Mais l’histoire tourne mal. Rémi Fraisse est tué par une grenade offensive des gendarmes. Claire devient l’avocate de sa famille. Celle d’Elsa Moulin aussi, mutilée par une grenade de désencerclement jetée dans sa caravane. Une aventure législative et humaine commence – qui dure encore. Des jours et des jours d’un travail acharné qui lui apporteront « une vision plus claire du problème des violences policières » et une bonne connaissance de la désobéissance civile. « Ce fut passionnant de mettre en place une défense collective.
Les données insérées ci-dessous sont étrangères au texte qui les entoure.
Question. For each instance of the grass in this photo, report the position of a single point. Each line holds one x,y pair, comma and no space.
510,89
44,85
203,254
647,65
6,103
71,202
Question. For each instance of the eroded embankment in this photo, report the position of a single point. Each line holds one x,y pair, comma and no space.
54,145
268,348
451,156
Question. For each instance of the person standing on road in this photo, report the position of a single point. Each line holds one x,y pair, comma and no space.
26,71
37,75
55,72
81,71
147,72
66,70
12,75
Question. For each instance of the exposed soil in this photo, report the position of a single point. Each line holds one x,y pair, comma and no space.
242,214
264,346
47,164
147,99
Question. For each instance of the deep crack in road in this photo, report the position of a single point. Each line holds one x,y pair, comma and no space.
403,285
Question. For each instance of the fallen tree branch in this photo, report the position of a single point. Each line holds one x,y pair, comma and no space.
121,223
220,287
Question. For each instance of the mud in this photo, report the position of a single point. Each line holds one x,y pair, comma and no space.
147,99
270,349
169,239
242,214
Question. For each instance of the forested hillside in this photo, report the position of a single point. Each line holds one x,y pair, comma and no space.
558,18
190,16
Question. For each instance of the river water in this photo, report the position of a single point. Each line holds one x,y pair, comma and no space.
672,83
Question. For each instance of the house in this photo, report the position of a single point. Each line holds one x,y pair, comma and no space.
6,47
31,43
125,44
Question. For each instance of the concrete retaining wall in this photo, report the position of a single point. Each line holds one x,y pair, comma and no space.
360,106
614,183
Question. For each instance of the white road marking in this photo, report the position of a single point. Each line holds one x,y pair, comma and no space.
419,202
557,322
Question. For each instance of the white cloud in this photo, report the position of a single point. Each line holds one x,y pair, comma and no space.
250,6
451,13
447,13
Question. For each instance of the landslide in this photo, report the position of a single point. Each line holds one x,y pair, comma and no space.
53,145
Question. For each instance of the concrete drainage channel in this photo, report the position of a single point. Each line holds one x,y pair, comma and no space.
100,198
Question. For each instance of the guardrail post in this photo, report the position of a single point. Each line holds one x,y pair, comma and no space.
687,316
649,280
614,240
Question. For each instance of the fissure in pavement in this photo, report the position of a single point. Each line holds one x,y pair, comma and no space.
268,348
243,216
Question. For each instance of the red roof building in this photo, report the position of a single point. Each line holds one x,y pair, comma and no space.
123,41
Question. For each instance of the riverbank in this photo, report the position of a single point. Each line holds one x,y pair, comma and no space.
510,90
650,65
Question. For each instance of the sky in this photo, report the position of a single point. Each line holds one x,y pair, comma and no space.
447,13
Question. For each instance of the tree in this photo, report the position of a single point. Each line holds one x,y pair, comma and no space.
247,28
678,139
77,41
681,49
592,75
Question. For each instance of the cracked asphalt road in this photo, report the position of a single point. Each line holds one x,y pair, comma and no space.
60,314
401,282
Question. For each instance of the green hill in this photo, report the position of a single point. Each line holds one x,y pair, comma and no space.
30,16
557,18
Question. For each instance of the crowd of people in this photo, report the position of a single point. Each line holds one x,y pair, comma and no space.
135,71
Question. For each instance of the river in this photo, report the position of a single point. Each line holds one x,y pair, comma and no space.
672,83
Dans ces cas-là, on n’est pas une avocate derrière son bureau, on est dans la construction du droit. » Avec toutes les impasses et les lenteurs que cela suppose.
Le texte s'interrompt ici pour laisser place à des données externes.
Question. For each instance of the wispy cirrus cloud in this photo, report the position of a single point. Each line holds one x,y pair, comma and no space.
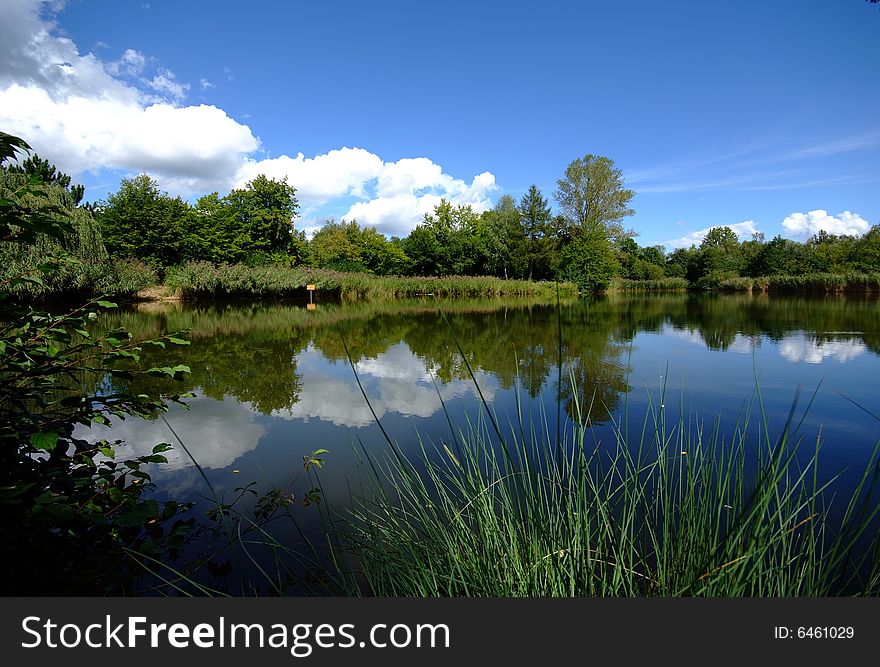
760,167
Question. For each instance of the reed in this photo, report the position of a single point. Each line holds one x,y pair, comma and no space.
672,512
201,280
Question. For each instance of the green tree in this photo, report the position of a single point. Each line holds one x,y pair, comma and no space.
502,239
215,233
683,263
589,262
592,196
73,515
423,248
541,245
265,208
447,243
833,254
866,254
719,255
48,173
141,221
783,256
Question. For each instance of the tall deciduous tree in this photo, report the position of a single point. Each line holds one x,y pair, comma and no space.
141,221
540,246
266,208
48,173
592,196
502,238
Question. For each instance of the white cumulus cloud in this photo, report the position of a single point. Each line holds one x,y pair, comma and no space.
337,173
804,225
743,231
128,113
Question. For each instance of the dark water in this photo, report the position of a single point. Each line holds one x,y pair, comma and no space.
273,382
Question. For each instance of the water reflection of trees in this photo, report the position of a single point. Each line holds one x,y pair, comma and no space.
250,351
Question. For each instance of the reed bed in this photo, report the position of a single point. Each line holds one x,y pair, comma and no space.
203,280
658,285
823,283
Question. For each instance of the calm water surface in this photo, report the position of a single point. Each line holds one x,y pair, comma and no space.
273,382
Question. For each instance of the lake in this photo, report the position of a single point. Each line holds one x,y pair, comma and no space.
276,381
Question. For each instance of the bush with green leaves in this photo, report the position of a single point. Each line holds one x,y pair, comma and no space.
589,262
77,518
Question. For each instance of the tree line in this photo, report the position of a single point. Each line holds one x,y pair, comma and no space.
584,241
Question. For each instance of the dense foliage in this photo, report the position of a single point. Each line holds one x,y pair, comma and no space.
76,520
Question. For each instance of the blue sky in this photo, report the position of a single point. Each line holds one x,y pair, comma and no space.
760,115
« Avocate militante, certainement pas avocate héroïque. » Ainsi se définit cette jeune quadra, présidente de la section toulousaine du Syndicat des avocats de France, qui milite pour une justice de proximité, accessible à tous, et qui a pour credo de « porter le droit en dehors du prétoire ». C’est dans ce même souci de justice que, bien après la « désillusion » Jospin, elle finit par raccrocher les wagons de la politique « politicienne » en rejoignant le Parti de gauche, puis la France insoumise. Évidemment, la « verve » de Jean-Luc -Mélenchon, qu’elle voit pour la première fois en vrai place du Capitole, un soir du printemps 2012, n’y est pas pour rien : « Il sait très bien transmettre l’idée que oui, ensemble, on peut changer les choses. »
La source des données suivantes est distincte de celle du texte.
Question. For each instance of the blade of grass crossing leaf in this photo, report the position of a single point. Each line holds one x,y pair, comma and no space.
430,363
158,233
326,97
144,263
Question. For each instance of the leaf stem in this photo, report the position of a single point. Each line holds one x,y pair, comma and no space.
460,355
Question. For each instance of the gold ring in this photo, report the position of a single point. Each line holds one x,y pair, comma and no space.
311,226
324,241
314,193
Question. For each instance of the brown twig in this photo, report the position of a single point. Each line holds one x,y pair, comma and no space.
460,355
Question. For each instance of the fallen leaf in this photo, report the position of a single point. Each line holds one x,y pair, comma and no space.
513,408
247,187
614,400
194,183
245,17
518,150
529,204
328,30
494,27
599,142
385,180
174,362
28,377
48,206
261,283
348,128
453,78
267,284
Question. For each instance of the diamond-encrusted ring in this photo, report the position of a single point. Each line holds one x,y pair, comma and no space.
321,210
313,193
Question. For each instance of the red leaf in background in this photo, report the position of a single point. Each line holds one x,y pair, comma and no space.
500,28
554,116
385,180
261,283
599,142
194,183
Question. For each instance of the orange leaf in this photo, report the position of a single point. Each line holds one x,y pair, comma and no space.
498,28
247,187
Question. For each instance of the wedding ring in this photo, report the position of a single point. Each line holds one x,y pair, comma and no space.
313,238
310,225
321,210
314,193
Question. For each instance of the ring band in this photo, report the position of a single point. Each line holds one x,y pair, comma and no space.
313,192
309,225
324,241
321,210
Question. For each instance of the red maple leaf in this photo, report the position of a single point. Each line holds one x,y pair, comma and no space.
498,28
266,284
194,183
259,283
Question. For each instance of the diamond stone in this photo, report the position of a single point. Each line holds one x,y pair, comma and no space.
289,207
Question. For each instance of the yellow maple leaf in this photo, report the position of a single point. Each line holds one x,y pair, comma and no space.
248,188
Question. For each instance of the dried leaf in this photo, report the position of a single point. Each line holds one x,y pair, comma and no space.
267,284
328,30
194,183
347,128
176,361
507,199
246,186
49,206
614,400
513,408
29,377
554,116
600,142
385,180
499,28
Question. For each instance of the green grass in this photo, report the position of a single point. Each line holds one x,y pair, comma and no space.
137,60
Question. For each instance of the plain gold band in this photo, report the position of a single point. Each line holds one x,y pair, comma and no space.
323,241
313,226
L’an dernier, sa candidature aux départementales à Toulouse, menée tambour battant avec son binôme Nouvelle Donne, lui a donné le goût de la campagne électorale, « à condition qu’elle ne soit pas une course d’ego ». Les régionales, où le parti de gauche finit par se ranger derrière la tête de pont socialiste au second tour, sont un moins bon souvenir. Aujourd’hui, elle a accepté d’être candidate aux législatives. Elle garde en mémoire les images des députés de Podemos entrant en 2016 à l’Assemblée nationale espagnole avec bébé dans les bras et dreadlocks sur la tête. Une certaine vision de la politique.

[^1] Si tant est qu’il dépasse 1 % des suffrages exprimés dans cinquante circonscriptions.